As shown in FIG. 6, the CPU 30 waits for the depression of the treadle pedal in a step S10, and starts operating the sewing machine in a step S11 when the treadle pedal is depressed, at which time the sewing machine enters a trial sewing mode. The CPU 30 is then supplied with feed pitch data each time one stitch is formed and adds the supplied feed pitch data in a step S12. Thereafter, the CPU 30 ascertains whether the sewing operation has been finished in a step S13 preferably based on a thread cut signal generated when the treadle pedal is depressed back. If no thread cut signal is produced, then the program returns to the step S10. Thus, one-stitch feed pitches data are added until the sewing operation is ended. When the desired seam length is formed and the operator finishes the sewing process, the CPU 30 stops the sewing machine in a step S14, and stores the total of the feed pitches from the starting to the end of the sewing operation as preset seam length data in the temporary memory in the RAM 32. The CPU 30 thereafter executes the steps S3 through S9 of FIG. 5 to effect the same operation as that of the previous embodimetns.
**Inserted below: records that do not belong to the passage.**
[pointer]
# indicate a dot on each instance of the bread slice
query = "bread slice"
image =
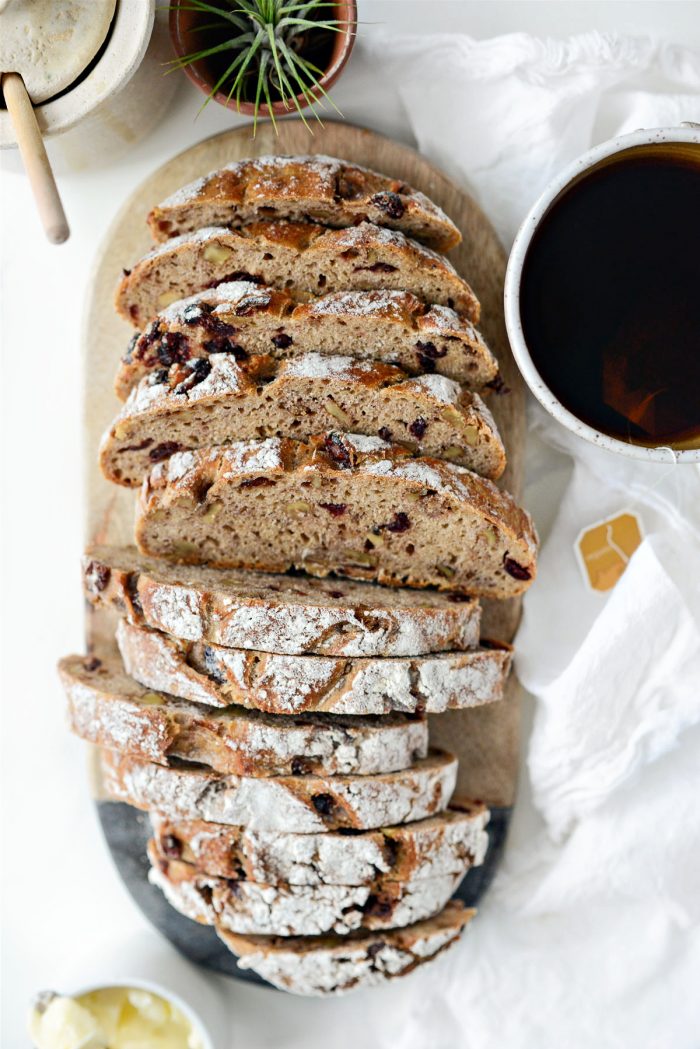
(439, 846)
(332, 965)
(302, 257)
(245, 319)
(217, 400)
(323, 189)
(253, 907)
(107, 707)
(347, 504)
(295, 805)
(204, 672)
(291, 615)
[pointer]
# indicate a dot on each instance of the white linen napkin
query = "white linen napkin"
(590, 935)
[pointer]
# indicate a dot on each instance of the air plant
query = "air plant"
(269, 41)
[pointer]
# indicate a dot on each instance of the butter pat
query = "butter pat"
(111, 1018)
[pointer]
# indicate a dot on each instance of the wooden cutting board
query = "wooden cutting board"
(485, 739)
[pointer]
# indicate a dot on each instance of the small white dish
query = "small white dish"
(147, 962)
(685, 133)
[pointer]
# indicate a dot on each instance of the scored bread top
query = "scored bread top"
(332, 965)
(217, 400)
(109, 708)
(254, 907)
(297, 805)
(291, 615)
(303, 257)
(348, 504)
(440, 844)
(323, 189)
(290, 684)
(241, 318)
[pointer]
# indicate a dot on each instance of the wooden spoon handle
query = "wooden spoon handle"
(36, 162)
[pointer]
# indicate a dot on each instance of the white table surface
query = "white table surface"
(61, 898)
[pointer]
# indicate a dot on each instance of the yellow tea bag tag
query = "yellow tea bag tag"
(603, 549)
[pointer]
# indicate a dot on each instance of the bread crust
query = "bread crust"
(291, 615)
(305, 258)
(215, 676)
(427, 849)
(403, 520)
(257, 908)
(323, 189)
(108, 708)
(217, 400)
(247, 319)
(323, 966)
(298, 805)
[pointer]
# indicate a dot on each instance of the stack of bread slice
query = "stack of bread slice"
(316, 522)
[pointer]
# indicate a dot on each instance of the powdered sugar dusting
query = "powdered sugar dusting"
(385, 302)
(247, 456)
(197, 237)
(288, 684)
(318, 366)
(283, 804)
(252, 907)
(439, 386)
(267, 172)
(321, 970)
(226, 295)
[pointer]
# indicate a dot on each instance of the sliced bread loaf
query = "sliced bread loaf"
(245, 319)
(323, 189)
(296, 805)
(107, 707)
(304, 258)
(204, 672)
(321, 966)
(347, 504)
(292, 615)
(253, 907)
(217, 400)
(430, 848)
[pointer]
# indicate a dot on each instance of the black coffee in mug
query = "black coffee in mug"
(610, 296)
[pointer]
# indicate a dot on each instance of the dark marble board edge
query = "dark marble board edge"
(127, 831)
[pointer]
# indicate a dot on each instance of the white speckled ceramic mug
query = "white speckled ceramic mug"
(686, 133)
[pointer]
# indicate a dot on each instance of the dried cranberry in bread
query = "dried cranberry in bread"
(323, 189)
(332, 965)
(304, 258)
(341, 502)
(442, 844)
(258, 908)
(292, 615)
(217, 400)
(208, 673)
(108, 708)
(245, 319)
(296, 805)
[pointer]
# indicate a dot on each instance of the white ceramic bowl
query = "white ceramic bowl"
(148, 962)
(126, 45)
(685, 133)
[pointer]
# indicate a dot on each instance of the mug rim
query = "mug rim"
(522, 242)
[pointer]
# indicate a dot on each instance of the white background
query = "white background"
(61, 898)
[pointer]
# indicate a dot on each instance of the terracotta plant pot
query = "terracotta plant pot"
(186, 40)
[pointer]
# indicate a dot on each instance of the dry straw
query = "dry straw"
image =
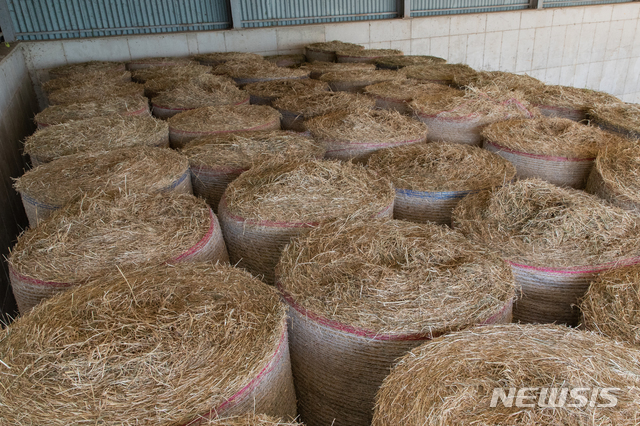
(203, 91)
(363, 293)
(568, 102)
(556, 240)
(264, 93)
(397, 62)
(90, 237)
(355, 81)
(86, 67)
(217, 160)
(621, 118)
(326, 51)
(557, 150)
(430, 179)
(188, 125)
(452, 380)
(396, 95)
(156, 345)
(95, 135)
(355, 134)
(60, 114)
(296, 110)
(275, 201)
(127, 170)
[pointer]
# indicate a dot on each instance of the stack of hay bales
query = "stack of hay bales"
(557, 150)
(189, 125)
(198, 92)
(297, 110)
(355, 134)
(97, 234)
(430, 179)
(620, 118)
(216, 161)
(162, 345)
(48, 187)
(555, 239)
(513, 375)
(275, 201)
(264, 93)
(363, 293)
(94, 135)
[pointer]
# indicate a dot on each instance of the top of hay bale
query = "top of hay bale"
(159, 345)
(131, 170)
(90, 92)
(396, 62)
(59, 114)
(611, 304)
(549, 136)
(308, 191)
(617, 115)
(536, 223)
(245, 149)
(453, 379)
(441, 167)
(89, 237)
(94, 135)
(86, 67)
(201, 91)
(323, 103)
(394, 277)
(223, 118)
(366, 126)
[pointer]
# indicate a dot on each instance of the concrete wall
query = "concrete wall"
(594, 46)
(17, 107)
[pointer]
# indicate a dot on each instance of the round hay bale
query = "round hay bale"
(48, 187)
(157, 345)
(555, 239)
(437, 73)
(157, 62)
(365, 55)
(86, 67)
(204, 91)
(615, 176)
(252, 72)
(217, 160)
(317, 69)
(287, 61)
(430, 179)
(355, 81)
(89, 238)
(95, 135)
(60, 114)
(557, 150)
(264, 93)
(459, 117)
(397, 62)
(296, 110)
(188, 125)
(94, 93)
(356, 134)
(397, 94)
(218, 58)
(620, 118)
(84, 78)
(567, 102)
(361, 294)
(275, 201)
(326, 51)
(509, 375)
As described above, once a desired seam length has been preset, it remains the same no matter how the feed pitch may be reset or varied. There is no substantial limitation on seam lengths which may be desired to be formed. Therefore, the sewing machine of the invention can be used in various sewing applications. The operator is not interfered with in handling the work fabric since only the work presser means is positioned over the sewing machine bed.

As many apparently widely different embodiments of this invention may be made without departing from the spirit and scope thereof, it is to be understood that the invention is not limited to the specific embodiments thereof except as defined in the appended claims.

Claims

1. In a sewing machine comprising:

a stitch forming device for forming a straight seam of a series of stitches on a work fabric, said stitch forming device including a sewing needle reciprocally movable in synchronism with the rotation of a main shaft of the sewing machine;

a work feeding device including a presser foot and a feed dog for intermittently feeding the work fabric in synchronism with the rotation of the main shaft;

a feed adjusting device for adjusting the feed pitch by said feed dog; and

a manual adjusting knob operatively coupled to said feed adjusting device for changing said feed pitch;

the improvement comprising:

means for generating feed pitch data corresponding to the adjusted amount of said feed adjusting device;

a keyboard arrangement having selection keys enabling the selection of a numerical value corresponding to a seam length for setting a preset seam length;

means for detecting a predetermined needle position on a reciprocal path of said sewing needle;

means for sequentially computing the total seam length based upon said feed pitch data generated by said feed pitch data generating means in response to the detection of said detection means;

means for distinguishing the coincidence between said computed total seam length and said present seam length; and

means for stopping the operation of the sewing machine upon said coincidence distinguished by said distinguishing means.

2. A sewing machine according to claim 1, wherein said computing means includes means for adding the feed pitch data of all stitches formed.

3. A sewing machine according to claim 1, wherein said computing means includes means for subtracting the feed pitch data of all stitches formed from said present seam length data, and said distinguishing means distinguishes that the remainder of said subtraction reaches substantially zero.

4. A sewing machine according to claim 1, wherein said feed pitch data generating means includes a potentiometer.